Walls Fall Down was Powell's first solo album release. The album featured numerous guest players including Alex Lee, Sarah Willson, Chin Keeler, Lucy Wilkins, Una Palliser, Rob Spriggs, and Calina De La Mar and was released in March 2021. The album track, "Out of Key", has music video featuring Powell’s daughter, and featured in Juan Cavestany's film 2020 Spanish film, shot during the COVID lockdown, Madrid, Int. 2021 also saw the release of Powell's soundtrack to Spanish feature film Un Efecto Óptico and his solo piano soundtrack to The Lehman Trilogy.

In 2022, Powell released ‘Music from the Black Box’. The album consisting of 17 tracks, predominantly instrumental, reimagining compositions throughout his career on stage and screen. The album features many previous collaborators of Powell’s including Alex Lee Lucy Wilkins, Sarah Willson and Charlotte Glasson.

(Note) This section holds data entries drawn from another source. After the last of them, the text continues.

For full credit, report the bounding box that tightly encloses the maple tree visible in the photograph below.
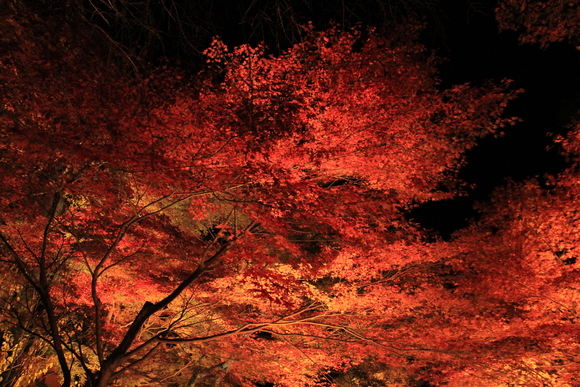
[0,0,515,387]
[496,0,580,48]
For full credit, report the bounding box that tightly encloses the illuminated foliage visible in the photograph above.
[0,5,540,387]
[496,0,580,48]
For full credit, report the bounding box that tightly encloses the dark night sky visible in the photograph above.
[82,0,580,238]
[411,1,580,237]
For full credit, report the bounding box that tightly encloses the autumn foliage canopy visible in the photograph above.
[0,3,579,387]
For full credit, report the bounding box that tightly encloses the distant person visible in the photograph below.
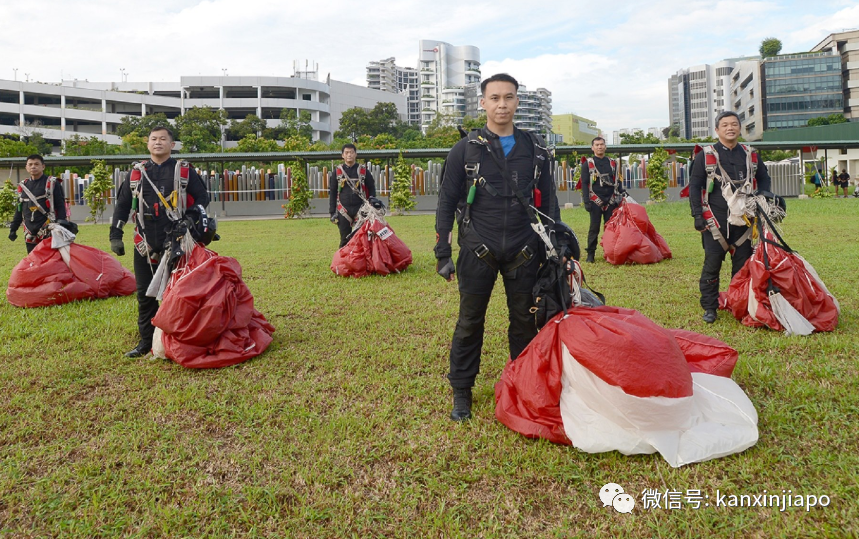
[689,111,772,324]
[9,154,68,254]
[835,168,850,198]
[328,144,382,247]
[110,126,209,357]
[582,137,626,262]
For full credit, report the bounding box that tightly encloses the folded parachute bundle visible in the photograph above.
[725,200,841,335]
[152,244,274,369]
[6,221,137,307]
[600,197,671,265]
[495,306,758,467]
[331,202,412,277]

Powell’s next release was in 2024, titled Atomised. The mini LP features collaborations with guitarist and composer Alex Lee and drummer Jason Cooper.

==Further Work==
In 2016, Powell was commissioned by The City Of Birmingham Symphony Orchestra and Birmingham Repertory Theatre to create Cold Calling: The Arctic Project; in which a 20 piece orchestra joined actors performing against a backdrop of Arctic landscapes.

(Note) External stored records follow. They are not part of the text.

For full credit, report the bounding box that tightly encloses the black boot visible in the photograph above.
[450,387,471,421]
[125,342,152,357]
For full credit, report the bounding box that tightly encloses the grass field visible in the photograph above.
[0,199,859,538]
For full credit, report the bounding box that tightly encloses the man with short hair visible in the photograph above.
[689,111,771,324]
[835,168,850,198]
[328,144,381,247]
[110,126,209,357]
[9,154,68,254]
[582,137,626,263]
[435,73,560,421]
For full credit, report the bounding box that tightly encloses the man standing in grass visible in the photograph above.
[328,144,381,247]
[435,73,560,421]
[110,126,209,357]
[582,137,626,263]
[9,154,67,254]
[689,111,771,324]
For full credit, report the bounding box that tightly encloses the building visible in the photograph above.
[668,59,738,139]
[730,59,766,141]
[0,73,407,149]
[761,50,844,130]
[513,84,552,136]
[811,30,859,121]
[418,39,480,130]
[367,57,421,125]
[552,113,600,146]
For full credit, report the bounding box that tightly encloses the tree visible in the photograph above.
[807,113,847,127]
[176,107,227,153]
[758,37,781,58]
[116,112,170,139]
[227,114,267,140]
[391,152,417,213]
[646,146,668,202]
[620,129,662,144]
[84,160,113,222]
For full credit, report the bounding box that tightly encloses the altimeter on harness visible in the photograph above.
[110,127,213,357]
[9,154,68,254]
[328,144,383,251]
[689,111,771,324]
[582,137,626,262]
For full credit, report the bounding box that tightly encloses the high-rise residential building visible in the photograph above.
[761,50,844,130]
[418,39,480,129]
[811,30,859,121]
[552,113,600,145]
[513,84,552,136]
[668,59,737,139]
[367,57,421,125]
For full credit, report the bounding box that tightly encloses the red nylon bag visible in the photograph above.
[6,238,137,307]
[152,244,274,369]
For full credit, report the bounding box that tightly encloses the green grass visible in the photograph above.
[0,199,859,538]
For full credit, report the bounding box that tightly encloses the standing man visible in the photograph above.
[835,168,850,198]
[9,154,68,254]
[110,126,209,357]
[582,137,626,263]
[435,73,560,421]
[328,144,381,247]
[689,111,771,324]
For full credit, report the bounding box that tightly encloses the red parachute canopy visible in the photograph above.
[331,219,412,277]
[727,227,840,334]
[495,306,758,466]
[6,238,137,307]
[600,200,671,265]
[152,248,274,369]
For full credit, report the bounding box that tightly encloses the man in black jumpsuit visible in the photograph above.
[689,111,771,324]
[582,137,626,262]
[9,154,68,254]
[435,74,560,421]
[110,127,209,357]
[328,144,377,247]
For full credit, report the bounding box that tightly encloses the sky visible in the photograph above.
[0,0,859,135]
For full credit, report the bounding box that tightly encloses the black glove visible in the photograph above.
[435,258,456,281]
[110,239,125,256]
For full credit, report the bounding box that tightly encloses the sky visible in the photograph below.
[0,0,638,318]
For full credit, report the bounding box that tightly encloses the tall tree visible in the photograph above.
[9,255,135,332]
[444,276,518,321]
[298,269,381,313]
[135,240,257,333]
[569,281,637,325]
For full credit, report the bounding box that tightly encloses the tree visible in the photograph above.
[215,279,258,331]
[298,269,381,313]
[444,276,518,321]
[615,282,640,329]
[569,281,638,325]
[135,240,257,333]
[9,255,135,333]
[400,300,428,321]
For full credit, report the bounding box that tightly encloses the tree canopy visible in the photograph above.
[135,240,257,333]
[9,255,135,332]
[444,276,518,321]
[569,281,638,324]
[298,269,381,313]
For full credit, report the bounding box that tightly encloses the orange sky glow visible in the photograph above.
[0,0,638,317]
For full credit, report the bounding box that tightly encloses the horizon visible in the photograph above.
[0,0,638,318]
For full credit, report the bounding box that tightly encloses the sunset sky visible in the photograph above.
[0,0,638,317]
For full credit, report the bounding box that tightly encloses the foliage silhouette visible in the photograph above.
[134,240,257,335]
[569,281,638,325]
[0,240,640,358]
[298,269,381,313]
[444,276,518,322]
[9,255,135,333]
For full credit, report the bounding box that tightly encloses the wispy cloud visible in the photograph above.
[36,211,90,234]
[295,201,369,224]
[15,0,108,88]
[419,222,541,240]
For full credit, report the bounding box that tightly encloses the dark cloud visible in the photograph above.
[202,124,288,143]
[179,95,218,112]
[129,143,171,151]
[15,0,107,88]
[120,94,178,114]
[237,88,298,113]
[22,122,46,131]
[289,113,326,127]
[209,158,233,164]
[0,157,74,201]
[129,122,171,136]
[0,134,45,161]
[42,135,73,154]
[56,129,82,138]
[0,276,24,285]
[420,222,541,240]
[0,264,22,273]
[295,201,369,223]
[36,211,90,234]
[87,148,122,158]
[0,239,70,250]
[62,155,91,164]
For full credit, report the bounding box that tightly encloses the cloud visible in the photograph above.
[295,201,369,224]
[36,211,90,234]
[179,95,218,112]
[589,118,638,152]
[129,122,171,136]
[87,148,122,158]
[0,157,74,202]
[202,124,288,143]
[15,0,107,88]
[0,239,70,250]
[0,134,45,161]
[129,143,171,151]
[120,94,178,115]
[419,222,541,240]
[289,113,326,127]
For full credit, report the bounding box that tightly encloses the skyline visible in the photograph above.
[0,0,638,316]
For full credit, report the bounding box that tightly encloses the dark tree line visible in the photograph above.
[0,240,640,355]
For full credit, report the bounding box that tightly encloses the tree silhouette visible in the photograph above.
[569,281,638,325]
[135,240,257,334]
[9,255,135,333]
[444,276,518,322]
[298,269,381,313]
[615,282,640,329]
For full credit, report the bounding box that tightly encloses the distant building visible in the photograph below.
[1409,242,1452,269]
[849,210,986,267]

Powell scored ‘Creation’ a stop-motion gallery installation as part of an ongoing project with visual artist Jessica Albarn in 2016.

Powell composed the music for the 59 Production’s Bloom, a multimedia installation in Edinburgh’s St Andrew Square to mark the opening of the 70th Edinburgh International Festival. In October 2017 Powell joined Alex Lee in composing music for 59's Reflections; an animation projected in the Guggenhaim Museum, Bilbao.

In 2022, Powell composed original scores for the immersive art experience, ‘Frameless’. Powell’s music was featured in both The Colour in Motion and The Art of Abstraction galleries. He later released two companion albums titled ‘Frameless the Colour in Motion’ and ‘Frameless the Art of Abstraction’, after the success of the installation.

In 2025 Powell created the score for the multimedia experience ‘Our Story’, working alongside the award-winning production team at Open Planet Studios and David Attenborough. The experience, showing at the National History Museum in London, combines animations and projections and narration from Sir David Attenborough, telling the story of the human race and their planet.